There are two engaging manifestations of God’s holiness: the Law and Jesus. In the revealed Law of God man has a basis for human morals, for the Law is a reflection of God’s ethical perfection, instructing man in what is acceptable conduct and in what is prohibited conduct. From the Law man knows what He is to do and what He is not to do. Since the Law is only a reflection of the essential purity of God and the purity He requires of His creation, it is obvious that the ultimate basis for right and wrong is the character or nature of God Himself—God is Law.

Right is not determined by consensus or decree, but by the thrice holy God. It must be emphasized that holiness is not what God wills but what God is. An act or attitude is not holy because God determines that the act or attitude will be holy for man but because the act or attitude is consistent with what or who God is. In other words, right and wrong are determined by God’s essence not by His will. Again, God is Law. But it must be observed that in the most profound sense God’s will is part of His essence, not something that is external to His essence. The will is part of God; the essence is all that God is.

God’s holiness is also revealed in Jesus, who is called “the Holy One of God” (Mk. 1:24) and in Acts 3:14 simply “the Holy One.” Of all men, He alone has exhibited true holiness, the holiness of God. No fault could or can be found in Him because no fault is in Him, neither in thought, deed, nor word. He “committed no sin, nor was deceit found in His mouth” (I Pet. 2:22). His life, His teachings, and His works were all personifications of holiness; in flesh He manifested God’s holiness perfectly.

Because God is holy, man is to be holy. Man’s responsibility is anchored in who God is. The command is “You shall be holy, for I YHWH your God am holy” (Lev. 19:2; 11:44; 20:26; I Pet. 1:16), and “you shall be perfect, just as your Father in heaven is perfect” (Matt. 5:48).
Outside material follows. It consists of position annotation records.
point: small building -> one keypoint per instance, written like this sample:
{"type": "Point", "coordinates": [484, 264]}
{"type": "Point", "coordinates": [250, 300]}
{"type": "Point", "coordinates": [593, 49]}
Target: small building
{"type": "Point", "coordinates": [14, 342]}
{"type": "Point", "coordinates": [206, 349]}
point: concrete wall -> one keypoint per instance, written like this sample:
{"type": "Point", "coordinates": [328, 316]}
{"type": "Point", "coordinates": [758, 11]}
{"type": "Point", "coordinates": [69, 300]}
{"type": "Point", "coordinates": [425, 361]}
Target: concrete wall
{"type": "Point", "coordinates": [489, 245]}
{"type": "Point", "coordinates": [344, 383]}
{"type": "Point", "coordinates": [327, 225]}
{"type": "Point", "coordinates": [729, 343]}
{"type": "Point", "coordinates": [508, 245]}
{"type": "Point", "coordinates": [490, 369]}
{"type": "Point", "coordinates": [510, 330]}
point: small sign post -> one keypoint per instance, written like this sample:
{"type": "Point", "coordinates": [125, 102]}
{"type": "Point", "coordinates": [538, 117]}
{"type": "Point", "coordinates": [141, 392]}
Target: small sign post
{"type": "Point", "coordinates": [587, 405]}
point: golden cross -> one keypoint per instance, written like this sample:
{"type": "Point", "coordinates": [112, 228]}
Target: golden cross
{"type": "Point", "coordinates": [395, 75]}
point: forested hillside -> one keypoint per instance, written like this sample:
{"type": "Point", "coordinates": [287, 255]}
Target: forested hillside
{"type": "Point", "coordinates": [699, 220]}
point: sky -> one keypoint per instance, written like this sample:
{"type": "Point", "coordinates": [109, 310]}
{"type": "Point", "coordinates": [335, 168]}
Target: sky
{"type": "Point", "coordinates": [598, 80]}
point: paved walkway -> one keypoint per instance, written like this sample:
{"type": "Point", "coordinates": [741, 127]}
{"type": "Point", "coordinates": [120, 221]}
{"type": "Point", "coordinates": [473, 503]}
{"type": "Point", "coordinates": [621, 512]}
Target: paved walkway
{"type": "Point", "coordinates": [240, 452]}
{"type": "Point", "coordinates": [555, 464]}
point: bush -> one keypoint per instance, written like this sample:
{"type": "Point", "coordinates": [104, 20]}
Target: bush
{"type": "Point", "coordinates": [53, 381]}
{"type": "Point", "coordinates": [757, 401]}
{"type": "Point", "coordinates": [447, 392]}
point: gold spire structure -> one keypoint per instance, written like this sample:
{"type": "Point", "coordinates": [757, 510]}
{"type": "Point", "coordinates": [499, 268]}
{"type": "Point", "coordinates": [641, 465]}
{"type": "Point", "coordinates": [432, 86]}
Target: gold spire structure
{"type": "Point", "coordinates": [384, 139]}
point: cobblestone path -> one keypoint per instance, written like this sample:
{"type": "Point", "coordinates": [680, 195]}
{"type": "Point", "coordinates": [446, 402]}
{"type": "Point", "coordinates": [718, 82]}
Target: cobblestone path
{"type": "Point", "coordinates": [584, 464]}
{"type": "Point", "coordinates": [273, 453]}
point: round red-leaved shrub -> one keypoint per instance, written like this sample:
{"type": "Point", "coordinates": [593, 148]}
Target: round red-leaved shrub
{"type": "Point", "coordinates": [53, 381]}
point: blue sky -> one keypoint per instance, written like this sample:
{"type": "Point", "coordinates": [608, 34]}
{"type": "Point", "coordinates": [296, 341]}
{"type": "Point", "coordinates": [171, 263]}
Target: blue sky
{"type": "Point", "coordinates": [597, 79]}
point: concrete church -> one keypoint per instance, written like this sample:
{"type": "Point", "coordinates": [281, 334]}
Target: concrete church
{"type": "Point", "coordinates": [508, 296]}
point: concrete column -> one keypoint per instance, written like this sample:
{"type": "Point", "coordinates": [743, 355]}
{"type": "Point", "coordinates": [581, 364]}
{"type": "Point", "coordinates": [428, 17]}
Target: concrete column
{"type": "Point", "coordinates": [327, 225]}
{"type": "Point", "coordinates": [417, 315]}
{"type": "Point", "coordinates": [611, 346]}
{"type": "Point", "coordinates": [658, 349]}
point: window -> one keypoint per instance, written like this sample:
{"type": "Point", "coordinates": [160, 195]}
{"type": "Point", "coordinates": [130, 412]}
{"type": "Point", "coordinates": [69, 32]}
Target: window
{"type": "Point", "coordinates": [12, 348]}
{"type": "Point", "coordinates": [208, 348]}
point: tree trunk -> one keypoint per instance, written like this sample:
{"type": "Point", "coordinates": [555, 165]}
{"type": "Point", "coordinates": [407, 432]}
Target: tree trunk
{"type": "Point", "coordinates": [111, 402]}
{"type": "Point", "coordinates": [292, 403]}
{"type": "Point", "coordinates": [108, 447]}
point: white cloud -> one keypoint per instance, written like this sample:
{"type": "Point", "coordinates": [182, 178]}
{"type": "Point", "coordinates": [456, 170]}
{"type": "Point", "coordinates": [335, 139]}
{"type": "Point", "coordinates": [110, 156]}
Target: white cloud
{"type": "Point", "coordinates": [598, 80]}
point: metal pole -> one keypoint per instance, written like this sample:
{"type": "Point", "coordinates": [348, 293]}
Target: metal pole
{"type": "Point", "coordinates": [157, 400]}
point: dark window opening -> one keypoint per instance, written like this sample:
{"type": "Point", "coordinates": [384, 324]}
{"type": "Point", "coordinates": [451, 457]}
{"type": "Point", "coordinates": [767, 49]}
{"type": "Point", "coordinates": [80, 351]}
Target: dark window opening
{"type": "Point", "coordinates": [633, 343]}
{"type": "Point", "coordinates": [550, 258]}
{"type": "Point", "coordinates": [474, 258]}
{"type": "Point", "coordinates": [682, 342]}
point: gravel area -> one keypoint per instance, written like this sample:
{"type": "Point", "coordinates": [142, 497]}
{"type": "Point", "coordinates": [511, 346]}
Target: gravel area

God is both the standard and the motivation. Ultimately it is not the written Law that is man’s standard but God’s unchanging holiness, God Himself in His eternal essence.

Sin, therefore, though it is the breaking of the Law is more profoundly an attack upon the very person of God. Sin is properly evaluated when it is compared to God’s holiness; it is seen to be what it really is when God is seen to be who He really is. The sinfulness of sin is apparent when the holiness of Deity is revealed. Sin is sin because God is holy, for sin is that which is inconsistent and incompatible with who God is. Because of this man should flee sin and pursue holiness. We are not told to be omnipotent, omniscient, or immutable, but we are instructed by Scripture, without equivocation, to be holy. This is the only attribute that we are commanded to emulate. In this way God is honored; we are to be “perfecting holiness in the fear of God” (II Cor. 7:1). “You who love the Lord, hate evil” (Ps. 97:10).

Not only is the individual believer to be holy but the corporate group of believers is to be holy; in both Testaments this responsibility is stated: “You shall be to Me a kingdom of priests and a holy nation” (Ex. 19:6), and the “household of God” is to grow “into a holy temple in the Lord” (Eph. 2:19-20). We are made holy, and we are to practice holiness. The revelation of God today is to be heard by the world in the word the Church speaks but also that revelation is to be seen in the life the Church lives.

Holy, holy, holy is YHWH of hosts;
the whole earth is full of His glory.
Isa. 6:3

Holy, holy, holy, Lord God Almighty.